Several times the article comes agonisingly close to unpacking something bigger behind all the ‘choices’ women are making that are apparently holding them back and yet doesn’t quite get there.

If the solution to a really serious and widespread problem, like women’s under-representation in politics, executive positions and top media jobs, looks really simple (ie. women just need to be more assertive), then that’s a clue that you probably haven’t quite nailed the solution yet. It’s more complicated than it looks.

Here’s one clue for Curt Rice, this time from the perspective of women being held back by motherhood in the workforce. The findings are very troubling:

Participants in their study rated fictitious job applicants by reading constructed files. Some resumés they read included Parent-Teacher Association coordinator as an activity, while others had Fundraiser for neighbor association. This had been shown by another researcher to successfully convey whether someone is a parent or not.

The applicants were rated on competency and commitment, and the results are clear.

Mothers were judged as significantly less competent and committed than women without children… Mothers were also held to harsher performance and punctuality standards. Mothers were allowed significantly fewer times of being late to work, and they needed a significantly higher score on the management exam than non-mothers before being considered hirable.

As if this weren’t enough, when they did hire mothers, the subject participants gave them a 7% lower starting salary than the non-mothers, and considered them less well-suited for future promotion. All this was determined on the basis of a paper file!

And did you see the article at The Daily Beast about how men have been found to be quoted five times more than women in articles on women’s issues? It’s gob-smacking. There’s a temptation, again, to say that the problem is just about women not putting themselves out there and plenty of people did say that in response to the piece, which is why I like this article from BuzzFeed because it goes a little deeper:

Others concur that any change will likely have to be systemic. Garance Franke-Ruta, a senior editor at the Atlantic, says that while “some softer areas are of greater interest to women and they want to write about them,” historically increases in women’s representation in other spheres haven’t happened “until specific institutions made an internal commitment to seeing them change.” Emily Bazelon, a senior editor at Slate, thinks change will have to be even broader-based: any real solution to the hard news/soft news gender divide will have to be “a big societal solution” that involves “increasing our comfort with breaking out of traditional roles.”

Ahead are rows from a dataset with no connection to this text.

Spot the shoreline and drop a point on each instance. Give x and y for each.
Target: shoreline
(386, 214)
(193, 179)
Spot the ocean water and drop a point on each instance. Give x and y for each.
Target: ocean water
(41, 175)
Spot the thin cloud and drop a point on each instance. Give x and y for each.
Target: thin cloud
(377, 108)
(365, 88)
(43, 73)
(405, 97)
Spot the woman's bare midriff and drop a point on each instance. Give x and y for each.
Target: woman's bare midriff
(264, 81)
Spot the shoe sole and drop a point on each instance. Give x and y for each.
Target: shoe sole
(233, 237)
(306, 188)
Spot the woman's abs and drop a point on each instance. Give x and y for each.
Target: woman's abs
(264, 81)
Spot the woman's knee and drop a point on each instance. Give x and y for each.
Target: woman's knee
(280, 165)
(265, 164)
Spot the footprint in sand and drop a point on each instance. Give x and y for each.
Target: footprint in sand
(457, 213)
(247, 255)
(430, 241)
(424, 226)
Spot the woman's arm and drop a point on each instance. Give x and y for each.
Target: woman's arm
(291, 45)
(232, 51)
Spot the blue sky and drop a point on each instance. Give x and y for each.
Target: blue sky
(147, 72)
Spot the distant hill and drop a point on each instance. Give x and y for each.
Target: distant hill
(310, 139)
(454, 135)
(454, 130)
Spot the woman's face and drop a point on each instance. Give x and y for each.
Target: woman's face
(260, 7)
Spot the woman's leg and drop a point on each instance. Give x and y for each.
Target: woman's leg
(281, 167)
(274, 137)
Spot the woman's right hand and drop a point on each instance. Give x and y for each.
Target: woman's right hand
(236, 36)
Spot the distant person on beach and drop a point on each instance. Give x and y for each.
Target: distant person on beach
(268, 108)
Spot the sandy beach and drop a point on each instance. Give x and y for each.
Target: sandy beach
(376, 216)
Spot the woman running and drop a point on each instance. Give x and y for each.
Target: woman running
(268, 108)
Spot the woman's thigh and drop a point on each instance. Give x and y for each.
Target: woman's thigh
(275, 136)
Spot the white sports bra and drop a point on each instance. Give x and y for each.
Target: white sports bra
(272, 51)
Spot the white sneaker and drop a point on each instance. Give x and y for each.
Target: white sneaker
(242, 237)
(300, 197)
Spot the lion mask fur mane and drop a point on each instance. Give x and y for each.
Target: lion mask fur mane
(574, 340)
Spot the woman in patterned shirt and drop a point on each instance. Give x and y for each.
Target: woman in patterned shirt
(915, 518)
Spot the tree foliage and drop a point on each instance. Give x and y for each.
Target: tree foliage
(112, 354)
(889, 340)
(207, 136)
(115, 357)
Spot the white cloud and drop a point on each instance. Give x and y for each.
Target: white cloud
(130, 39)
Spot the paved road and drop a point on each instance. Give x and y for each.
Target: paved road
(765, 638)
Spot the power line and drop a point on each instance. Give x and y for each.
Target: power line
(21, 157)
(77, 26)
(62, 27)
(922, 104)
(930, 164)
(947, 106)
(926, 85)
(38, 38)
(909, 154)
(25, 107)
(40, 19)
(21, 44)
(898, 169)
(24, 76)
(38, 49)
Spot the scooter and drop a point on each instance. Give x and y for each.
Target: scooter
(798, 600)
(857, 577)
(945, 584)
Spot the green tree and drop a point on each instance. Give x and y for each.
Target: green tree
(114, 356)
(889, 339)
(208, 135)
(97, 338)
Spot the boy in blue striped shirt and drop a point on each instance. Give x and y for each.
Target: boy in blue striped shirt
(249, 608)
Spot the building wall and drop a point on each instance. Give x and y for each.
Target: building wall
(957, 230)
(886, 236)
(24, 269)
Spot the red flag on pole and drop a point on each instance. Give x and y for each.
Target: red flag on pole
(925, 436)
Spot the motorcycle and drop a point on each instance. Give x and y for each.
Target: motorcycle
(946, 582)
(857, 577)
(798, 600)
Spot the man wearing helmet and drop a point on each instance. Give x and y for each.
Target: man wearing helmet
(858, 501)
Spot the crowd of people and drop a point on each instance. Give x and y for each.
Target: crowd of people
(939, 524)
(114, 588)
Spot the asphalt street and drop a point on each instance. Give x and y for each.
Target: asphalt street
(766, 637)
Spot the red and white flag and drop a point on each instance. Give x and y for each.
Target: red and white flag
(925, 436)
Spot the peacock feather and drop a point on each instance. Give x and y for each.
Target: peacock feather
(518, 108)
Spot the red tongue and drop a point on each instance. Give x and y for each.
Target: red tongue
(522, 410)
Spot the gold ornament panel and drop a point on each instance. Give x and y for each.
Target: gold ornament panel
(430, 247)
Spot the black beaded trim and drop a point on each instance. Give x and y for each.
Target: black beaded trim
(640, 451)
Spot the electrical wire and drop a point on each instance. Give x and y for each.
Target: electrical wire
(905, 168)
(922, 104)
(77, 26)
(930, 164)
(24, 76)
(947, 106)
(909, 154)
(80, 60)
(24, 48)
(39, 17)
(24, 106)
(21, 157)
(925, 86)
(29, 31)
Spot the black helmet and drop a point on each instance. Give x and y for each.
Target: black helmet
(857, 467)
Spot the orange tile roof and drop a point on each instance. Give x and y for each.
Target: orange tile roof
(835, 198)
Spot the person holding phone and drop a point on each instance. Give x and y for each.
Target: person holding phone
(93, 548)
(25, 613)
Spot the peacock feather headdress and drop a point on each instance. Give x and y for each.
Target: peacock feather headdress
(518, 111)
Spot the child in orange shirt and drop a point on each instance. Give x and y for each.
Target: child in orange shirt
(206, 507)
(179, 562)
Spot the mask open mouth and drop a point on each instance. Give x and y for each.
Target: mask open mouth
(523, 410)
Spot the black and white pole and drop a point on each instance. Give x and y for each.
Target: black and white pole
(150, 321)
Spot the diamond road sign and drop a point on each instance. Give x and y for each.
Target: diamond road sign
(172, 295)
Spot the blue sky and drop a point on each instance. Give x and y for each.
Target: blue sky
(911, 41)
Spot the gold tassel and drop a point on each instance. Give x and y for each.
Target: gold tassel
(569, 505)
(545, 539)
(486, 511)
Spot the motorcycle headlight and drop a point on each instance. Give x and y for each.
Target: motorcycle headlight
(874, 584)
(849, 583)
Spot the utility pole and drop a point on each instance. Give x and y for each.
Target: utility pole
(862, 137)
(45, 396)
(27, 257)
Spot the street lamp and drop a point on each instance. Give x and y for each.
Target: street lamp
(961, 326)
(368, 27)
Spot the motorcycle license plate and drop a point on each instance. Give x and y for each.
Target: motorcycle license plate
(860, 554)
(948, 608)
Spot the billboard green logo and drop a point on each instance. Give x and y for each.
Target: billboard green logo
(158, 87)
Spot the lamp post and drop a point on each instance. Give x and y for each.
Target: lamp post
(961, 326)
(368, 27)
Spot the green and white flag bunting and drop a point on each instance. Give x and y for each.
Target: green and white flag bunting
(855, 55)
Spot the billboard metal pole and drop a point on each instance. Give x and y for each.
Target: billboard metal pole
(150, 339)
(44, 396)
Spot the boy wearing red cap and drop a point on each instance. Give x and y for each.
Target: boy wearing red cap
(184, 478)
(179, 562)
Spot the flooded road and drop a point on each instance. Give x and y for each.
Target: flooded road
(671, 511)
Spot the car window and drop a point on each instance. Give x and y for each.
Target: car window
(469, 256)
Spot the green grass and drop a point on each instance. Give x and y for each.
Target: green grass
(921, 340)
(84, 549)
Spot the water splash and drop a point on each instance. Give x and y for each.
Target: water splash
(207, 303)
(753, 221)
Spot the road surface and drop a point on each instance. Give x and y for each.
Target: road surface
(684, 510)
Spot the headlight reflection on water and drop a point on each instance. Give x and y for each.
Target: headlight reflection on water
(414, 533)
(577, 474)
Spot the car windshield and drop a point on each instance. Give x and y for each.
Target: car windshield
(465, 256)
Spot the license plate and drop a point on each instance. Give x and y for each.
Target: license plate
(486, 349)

A more gender-balanced media would have real effects, says Pozner, and not only on journalists. She says the under-representation of women as both talk show guests and op-ed writers immediately post-9/11 obscured the fact that women were much more skeptical about a military response than men were, and may have contributed directly to the invasions of Afghanistan and Iraq.

Increased confidence and pitching skills can help some women, says Pozner. But that alone won’t get women into op-ed sections and talk show chairs, nor will it get them quoted as experts in stories. Right now, she says, media consumers and producers alike are able to ignore women’s thoughts on major, life-or-death issues. And, she says, it’s not because women don’t care about these issues — it’s because no one is asking them.

(Thank you to my readers, Jeremy and Amy, and also to Tedra for the links in this post. Cross-posted at blue milk).



Categories: gender & feminism, media, parenting, social justice, work and family

Tags: ,

2 replies

  1. Hi — Thanks for picking up on “The Motherhood Penalty.” You’ve gathered some good points here. The “citation in media” stuff is very interesting, not only about women’s issues. Just in general, sources in the media are overwhelmingly male.
    It’s quite spectacular, as you note, when someone has the idea that a marginalized group has to solve their problems themselves. This just doesn’t sufficiently acknowledge deep cultural and structural factors that lead to everyday discrimination.
    Good work!

  2. The same blog that mentions the motherhood penalty also has an article about the corresponding fatherhood bonus. The same factor that’s supposed to make women worse is credited with making men better. Yeah, totally their own worst enemies.